Not sure if you’ll edit your tutorial with my suggestions … but I’ll write a little document for myself also … I think the signing process (with sbsign) may be automated in a bash script with a for loop, but your tutorial is still very valuable and helpful. This would be just a minor improvement. However … I think I’m going to write some script to try to automate the whole process, I could send it to you if you are interested in

Thank you again @george1421 and I hope you find also useful my suggestions

jfernandz

@george1421 oh, sure, I know the purpose of dbx.esl file, and sure … I guess it’s optional because usually you won’t need/want to include any certificate in your custom dbx.esl so you’re not even generating it … But if you’re not generating it … I don’t see necessary to explicitly include that mv in the guide, at least … I’d write explicitly that step is optional and it depends on you have generated the dbx.esl

But again … it’s up to you

george1421

@jfernandz said in FOG and Secure Boot:

The problem is apparently I have to sign also the refind_x64.efi binary, not sure if refind.efi is actually loading refind_x64.efi … but I’d suggest also to include this point in your tutorial. In fact I’m guessing you should also sign refind_ia32.efi and refind_aa64.efi as your whole environment could include also another archs.

You are correct I really missed the refind files. I will update that info too. While I had 1.6k viewers of the file not many people have returned comments. I have that turned off in the tutorial because it makes the multipart tutorial a bit messy because of the way the forum works.

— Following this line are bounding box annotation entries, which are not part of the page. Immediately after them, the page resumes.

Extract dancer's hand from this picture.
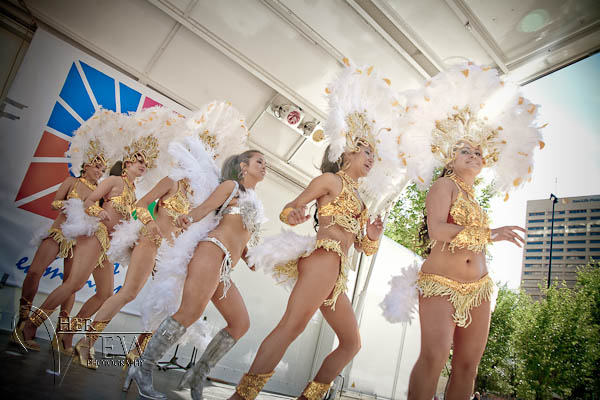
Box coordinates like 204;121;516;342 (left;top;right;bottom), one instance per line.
98;210;110;221
146;221;163;239
367;215;383;240
491;225;525;247
175;214;193;229
287;206;310;226
241;247;256;271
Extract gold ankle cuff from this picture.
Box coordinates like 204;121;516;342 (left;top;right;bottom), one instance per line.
69;317;87;332
235;371;275;400
302;381;331;400
19;297;31;321
85;320;110;342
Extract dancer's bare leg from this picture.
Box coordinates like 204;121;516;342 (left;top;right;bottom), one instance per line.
23;236;102;340
446;301;491;400
17;238;59;326
172;242;229;328
314;293;360;383
408;296;456;400
211;283;250;340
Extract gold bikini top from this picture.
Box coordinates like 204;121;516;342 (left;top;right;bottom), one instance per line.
108;176;136;219
448;175;489;228
160;180;192;225
318;171;368;239
67;177;96;200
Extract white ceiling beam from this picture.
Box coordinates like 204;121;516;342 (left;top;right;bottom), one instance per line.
446;0;509;74
345;0;431;79
147;0;326;121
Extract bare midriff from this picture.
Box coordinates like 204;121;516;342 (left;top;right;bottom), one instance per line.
421;243;488;283
208;212;252;265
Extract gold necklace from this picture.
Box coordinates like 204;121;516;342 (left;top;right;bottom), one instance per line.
79;176;97;192
337;170;358;190
449;174;475;200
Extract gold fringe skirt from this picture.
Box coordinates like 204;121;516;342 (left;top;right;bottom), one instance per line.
95;222;110;268
48;228;75;258
273;239;349;311
417;271;496;328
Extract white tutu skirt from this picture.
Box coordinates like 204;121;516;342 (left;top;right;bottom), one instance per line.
60;199;100;240
379;260;421;323
141;215;218;348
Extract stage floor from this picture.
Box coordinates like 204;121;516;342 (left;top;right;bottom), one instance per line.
0;331;290;400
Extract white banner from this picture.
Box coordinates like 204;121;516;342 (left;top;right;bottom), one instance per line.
0;29;188;315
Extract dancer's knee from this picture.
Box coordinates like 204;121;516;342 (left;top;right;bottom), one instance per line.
340;330;362;357
227;316;250;340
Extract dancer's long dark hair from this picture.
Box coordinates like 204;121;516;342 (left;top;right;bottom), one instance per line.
417;167;453;256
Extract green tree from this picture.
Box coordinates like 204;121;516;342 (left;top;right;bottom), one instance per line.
385;178;494;257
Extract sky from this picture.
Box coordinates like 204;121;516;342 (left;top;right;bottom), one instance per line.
490;53;600;288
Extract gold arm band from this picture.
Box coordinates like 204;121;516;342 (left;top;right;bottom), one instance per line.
448;226;492;253
235;371;275;400
302;381;331;400
85;204;104;217
50;200;65;211
360;235;379;256
279;207;294;225
135;207;153;225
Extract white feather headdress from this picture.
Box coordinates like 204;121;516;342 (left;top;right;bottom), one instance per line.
186;101;250;167
399;63;544;192
325;59;405;206
65;109;127;175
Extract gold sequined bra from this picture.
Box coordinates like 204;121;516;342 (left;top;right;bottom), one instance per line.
448;175;489;228
318;171;367;239
108;176;136;219
160;180;192;225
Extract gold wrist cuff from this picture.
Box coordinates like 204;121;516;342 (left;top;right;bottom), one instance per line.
50;200;65;211
85;204;104;217
135;207;153;225
448;226;492;253
279;207;294;225
360;235;379;256
235;371;275;400
302;381;331;400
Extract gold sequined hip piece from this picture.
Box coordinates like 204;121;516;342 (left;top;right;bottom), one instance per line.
417;271;496;328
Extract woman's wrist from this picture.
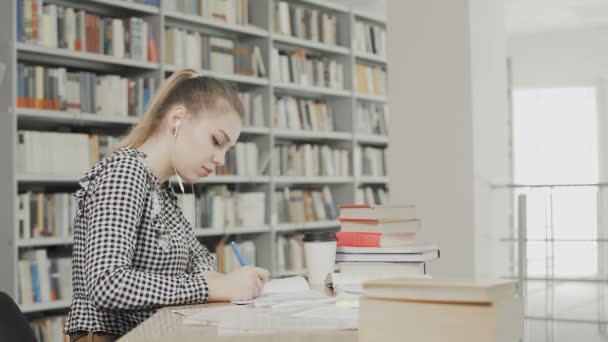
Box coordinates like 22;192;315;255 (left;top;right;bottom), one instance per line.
207;273;230;302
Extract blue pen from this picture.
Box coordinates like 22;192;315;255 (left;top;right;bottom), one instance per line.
230;241;245;267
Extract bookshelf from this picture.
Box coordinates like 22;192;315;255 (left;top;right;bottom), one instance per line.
0;0;389;317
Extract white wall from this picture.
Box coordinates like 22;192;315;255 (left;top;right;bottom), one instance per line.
508;28;608;87
508;27;608;182
387;0;510;277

I think the signing process (with sbsign) may be automated in a bash script

Towards the bottom of the document there is a bash script easter egg. I initially wrote the bash script then broke it up to explain what each part did. For those that never made it to the bottom of the post, they missed out on the bash script. I intentionally did it that way so people knew how it worked before they simply cut and pasted the script.